Para auxiliar a entrada dos jovens no mercado de trabalho, as instituições mantêm uma relação próxima com entidades, redes hoteleiras e empresas atuantes no setor. No caso do Senac, os cursos contam com a colaboração de profissionais da área como forma de enriquecer a formação dos alunos.

“O Centro Universitário Senac sempre teve uma atuação muito próxima do mercado. Nos cursos superiores de Hotelaria, apenas  durante o ano de 2020, recebemos mais de 25 profissionais C-Level, muitos deles ex-alunos do nosso curso, dos mais diversos segmentos e locais do mundo: Emirados Árabes, Estados Unidos, Londres, além de diversas regiões do Brasil”, explica Ana Marta. “Eles participaram de dinâmicas de interação direta com nossos alunos em diversas disciplinas do curso que promovem relacionamento com o mercado. Destaco aqui: Abrape, Accor, Azul Linhas Aéreas, Braztoa, Clia Abremar, Hotéis-Escola Senac, Grupo ALL, Hilton Hotel & Resorts, InterContinental Hotel Group, JLL, Loft, Loggi, Lookbox, Mandarina Consultoria, Mapie, MC&A, OTA Insight, Pmweb, Resorts Brasil, Worldpackers entre outros”.

A Anhembi Morumbi promove job days, além de divulgar vagas disponíveis em grandes redes hoteleiras como Accor, Atlantica Hotels e hospitais, como o São Luís e Santa Paula. “Temos muitos alunos atuando em setores como recepção e outros cargos operacionais”, destaca Paula.

Em contrapartida, grupos hoteleiros oferecem suas próprias formações, como é o caso do WAM Group. Com um braço de ensino, a rede conta com 70 cursos de graduação. “A WAM Ensino possui duas funções: comercializar os produtos educacionais e qualificar nossos profissionais, em parceria com o Centro Universitário Maurício de Nassau. Estimulamos nossos colaboradores a se formarem conosco ou em qualquer outra instituição”, explica Ana Paula Nunes, head de Pessoas e Cultura da empresa.

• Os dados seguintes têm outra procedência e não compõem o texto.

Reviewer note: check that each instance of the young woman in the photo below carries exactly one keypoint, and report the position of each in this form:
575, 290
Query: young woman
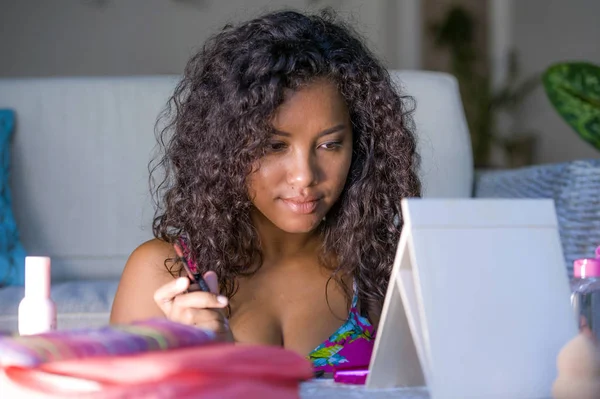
285, 160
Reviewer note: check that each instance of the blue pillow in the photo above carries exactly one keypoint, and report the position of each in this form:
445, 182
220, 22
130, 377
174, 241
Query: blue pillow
12, 253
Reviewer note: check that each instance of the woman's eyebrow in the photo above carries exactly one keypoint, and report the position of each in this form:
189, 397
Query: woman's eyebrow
325, 132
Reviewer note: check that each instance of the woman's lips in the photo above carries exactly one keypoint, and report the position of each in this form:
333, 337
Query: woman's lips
301, 207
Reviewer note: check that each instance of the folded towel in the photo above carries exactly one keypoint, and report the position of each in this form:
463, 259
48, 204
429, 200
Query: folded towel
223, 371
114, 340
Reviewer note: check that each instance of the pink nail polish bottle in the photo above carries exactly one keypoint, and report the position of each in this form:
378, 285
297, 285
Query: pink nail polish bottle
37, 311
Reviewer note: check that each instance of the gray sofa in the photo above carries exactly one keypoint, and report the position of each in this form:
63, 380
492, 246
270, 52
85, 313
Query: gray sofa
79, 178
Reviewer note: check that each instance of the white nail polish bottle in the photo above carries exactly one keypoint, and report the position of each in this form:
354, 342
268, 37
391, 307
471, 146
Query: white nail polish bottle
37, 311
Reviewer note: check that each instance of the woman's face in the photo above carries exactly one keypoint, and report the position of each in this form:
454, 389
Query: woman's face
307, 161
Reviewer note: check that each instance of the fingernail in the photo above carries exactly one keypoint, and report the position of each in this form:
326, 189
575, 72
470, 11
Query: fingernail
222, 299
181, 283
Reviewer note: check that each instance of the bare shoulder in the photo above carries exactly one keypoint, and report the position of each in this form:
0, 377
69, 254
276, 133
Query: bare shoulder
145, 271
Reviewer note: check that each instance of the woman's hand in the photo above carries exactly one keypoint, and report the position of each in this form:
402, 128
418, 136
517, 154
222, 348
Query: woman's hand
202, 309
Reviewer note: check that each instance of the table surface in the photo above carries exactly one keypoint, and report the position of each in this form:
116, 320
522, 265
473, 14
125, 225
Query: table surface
328, 389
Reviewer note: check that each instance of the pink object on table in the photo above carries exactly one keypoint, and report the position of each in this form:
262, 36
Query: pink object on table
587, 267
354, 375
216, 371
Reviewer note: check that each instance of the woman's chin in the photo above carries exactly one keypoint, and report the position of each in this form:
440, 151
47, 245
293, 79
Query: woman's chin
299, 226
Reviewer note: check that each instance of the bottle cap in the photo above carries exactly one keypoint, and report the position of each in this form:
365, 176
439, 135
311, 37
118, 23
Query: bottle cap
37, 276
587, 267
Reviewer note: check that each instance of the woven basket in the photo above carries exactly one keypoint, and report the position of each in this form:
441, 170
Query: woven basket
575, 188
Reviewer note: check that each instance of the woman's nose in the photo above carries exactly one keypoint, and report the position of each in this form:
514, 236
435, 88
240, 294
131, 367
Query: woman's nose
303, 170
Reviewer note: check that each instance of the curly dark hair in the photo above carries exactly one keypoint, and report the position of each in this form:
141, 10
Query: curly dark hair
219, 123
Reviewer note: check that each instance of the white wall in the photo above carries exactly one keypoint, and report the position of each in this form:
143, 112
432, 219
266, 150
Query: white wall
133, 37
547, 31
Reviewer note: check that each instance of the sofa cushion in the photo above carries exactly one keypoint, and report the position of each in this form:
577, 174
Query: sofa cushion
79, 304
575, 188
12, 253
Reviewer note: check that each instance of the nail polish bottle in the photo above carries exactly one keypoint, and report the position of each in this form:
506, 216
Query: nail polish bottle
37, 311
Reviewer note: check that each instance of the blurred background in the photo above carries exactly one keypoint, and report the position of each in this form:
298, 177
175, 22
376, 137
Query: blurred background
498, 50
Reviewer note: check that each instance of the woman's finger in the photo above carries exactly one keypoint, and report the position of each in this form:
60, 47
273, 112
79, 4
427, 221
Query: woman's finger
212, 280
165, 295
200, 300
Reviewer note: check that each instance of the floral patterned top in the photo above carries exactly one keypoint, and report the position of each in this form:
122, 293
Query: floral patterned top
350, 346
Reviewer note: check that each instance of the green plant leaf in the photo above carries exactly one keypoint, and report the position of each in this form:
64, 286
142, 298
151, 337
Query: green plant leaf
573, 88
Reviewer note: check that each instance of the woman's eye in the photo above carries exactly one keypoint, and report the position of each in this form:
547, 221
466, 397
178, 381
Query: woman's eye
331, 145
276, 146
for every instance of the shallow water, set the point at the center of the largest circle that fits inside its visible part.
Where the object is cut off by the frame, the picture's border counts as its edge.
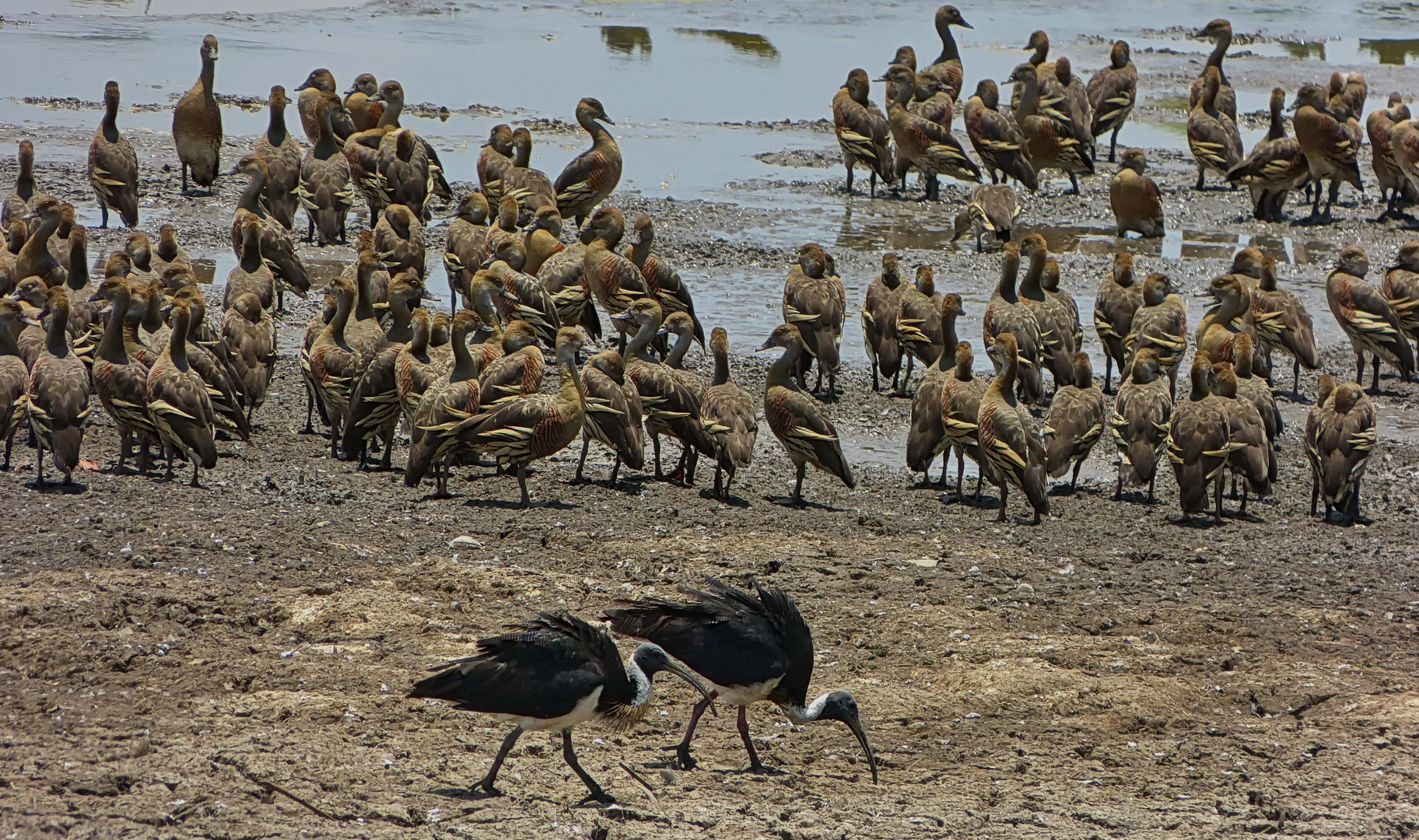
(670, 74)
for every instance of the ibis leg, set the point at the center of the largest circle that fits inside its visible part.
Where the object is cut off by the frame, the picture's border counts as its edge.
(596, 793)
(683, 757)
(497, 764)
(755, 765)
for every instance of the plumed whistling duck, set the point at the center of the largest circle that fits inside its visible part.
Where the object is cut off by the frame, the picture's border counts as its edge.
(198, 124)
(1112, 93)
(114, 165)
(1367, 317)
(797, 419)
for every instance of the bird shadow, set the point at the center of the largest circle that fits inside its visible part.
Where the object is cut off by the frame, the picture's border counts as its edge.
(518, 506)
(731, 501)
(787, 501)
(74, 487)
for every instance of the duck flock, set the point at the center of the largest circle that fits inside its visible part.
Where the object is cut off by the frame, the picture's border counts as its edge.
(468, 385)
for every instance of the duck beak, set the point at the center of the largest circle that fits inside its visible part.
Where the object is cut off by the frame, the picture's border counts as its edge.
(685, 674)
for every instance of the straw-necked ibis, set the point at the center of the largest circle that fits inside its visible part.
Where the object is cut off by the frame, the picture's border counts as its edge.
(548, 676)
(749, 647)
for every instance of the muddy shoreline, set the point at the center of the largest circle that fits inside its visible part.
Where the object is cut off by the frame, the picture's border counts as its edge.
(168, 650)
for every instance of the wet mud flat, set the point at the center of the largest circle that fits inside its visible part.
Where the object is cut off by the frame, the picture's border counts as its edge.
(175, 662)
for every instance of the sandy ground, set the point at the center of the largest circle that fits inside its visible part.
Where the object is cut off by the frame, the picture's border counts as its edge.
(173, 662)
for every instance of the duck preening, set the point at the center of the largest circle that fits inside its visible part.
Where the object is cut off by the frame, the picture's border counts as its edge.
(549, 674)
(749, 647)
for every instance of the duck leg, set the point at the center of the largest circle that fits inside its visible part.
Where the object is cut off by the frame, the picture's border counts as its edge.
(527, 500)
(587, 444)
(485, 782)
(683, 757)
(755, 765)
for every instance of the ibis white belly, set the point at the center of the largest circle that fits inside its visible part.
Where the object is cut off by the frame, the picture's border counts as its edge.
(585, 710)
(745, 695)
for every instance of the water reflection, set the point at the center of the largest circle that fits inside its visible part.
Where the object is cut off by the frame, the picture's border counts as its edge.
(1391, 50)
(1309, 50)
(628, 41)
(747, 43)
(1096, 240)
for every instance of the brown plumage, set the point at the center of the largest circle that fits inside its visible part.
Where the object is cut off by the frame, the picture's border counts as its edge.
(927, 435)
(613, 413)
(947, 67)
(816, 303)
(13, 373)
(446, 402)
(327, 191)
(542, 239)
(1256, 390)
(1221, 33)
(1274, 168)
(961, 394)
(1367, 317)
(250, 335)
(990, 209)
(534, 426)
(277, 249)
(1140, 423)
(250, 275)
(399, 240)
(1161, 323)
(177, 401)
(466, 243)
(1379, 125)
(1250, 454)
(862, 131)
(661, 278)
(114, 165)
(1007, 436)
(1331, 145)
(919, 324)
(17, 201)
(307, 107)
(592, 177)
(613, 280)
(121, 382)
(1134, 198)
(1401, 289)
(1050, 139)
(1112, 93)
(880, 321)
(524, 297)
(198, 124)
(928, 145)
(797, 419)
(1212, 134)
(1340, 436)
(730, 416)
(530, 186)
(1056, 331)
(1074, 422)
(494, 161)
(670, 408)
(1200, 442)
(363, 111)
(1283, 323)
(282, 158)
(1005, 313)
(997, 138)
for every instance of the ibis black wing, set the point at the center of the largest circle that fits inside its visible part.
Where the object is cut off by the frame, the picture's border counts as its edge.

As graduações trazem temas como administração, gestão financeira e contabilidade, entre outras competências. “Oferecemos um portfólio de oportunidades para que o profissional entenda o que é melhor para a sua carreira. Quando falamos em gestão, ela pode ser aplicada a qualquer mercado, seja hoteleiro ou não”, acrescenta Ana Paula.

Atualmente, a graduação da WAM Ensino conta com mais de 350 matriculados em fase de formação. “Também oferecemos o Capacita, voltado para filhos de funcionários. Trazemos iniciativas a cada ano com foco em desenvolvimento pessoal. Vamos começar a ampliar a visibilidade do WAM Group em universidades no sentido de atratividade também”, complementa.

Além da graduação, a empresa ainda conta com cursos profissionalizantes e de pós-graduação. “Estamos atuando forte para trazer novos olhares para formas de trabalho, necessidades de negócio vinculando a educação como uma continuidade de carreira”, finaliza Ana Paula.

formação na hotelaria - ana paula

Ana Paula: WAM Group oferece 70 cursos de graduação

Um olhar de fora da academia

E atualmente? O mercado conta com profissionais qualificados e bem formados? Para Tricia Neves, sócia da Mapie, não existe uma resposta concreta para a pergunta. “As universidades contam com pessoas competentes dentro e existe uma busca por conhecimento no mercado. Vai muito além da grade curricular”, pontua.

Segundo a executiva, antes de pensar na formação, é preciso levar em conta a atratividade do setor. “É uma profissão com margens baixas, de remuneração desvalorizada quando comparada a outras indústrias de serviços. Demanda uma rotina de trabalho exaustiva, ainda mais para cargos operacionais. É preciso olhar o macro”.

Para a profissional, a velocidade da transformação do mercado puxa a academia e não é de hoje. Apesar da relevância dos cursos acompanharem as movimentações do setor, vale ressaltar que as soft skills devem ser consideradas também pelas instituições.

“As universidades devem formar pessoas com capacidade de tomar decisões, trabalhar de forma coletiva e construir um sistema coletivo. A academia precisa evoluir também nesse aspecto e não apenas em conhecimento técnico. Existe um grande movimento ainda por vir e não só no turismo”, finaliza Tricia.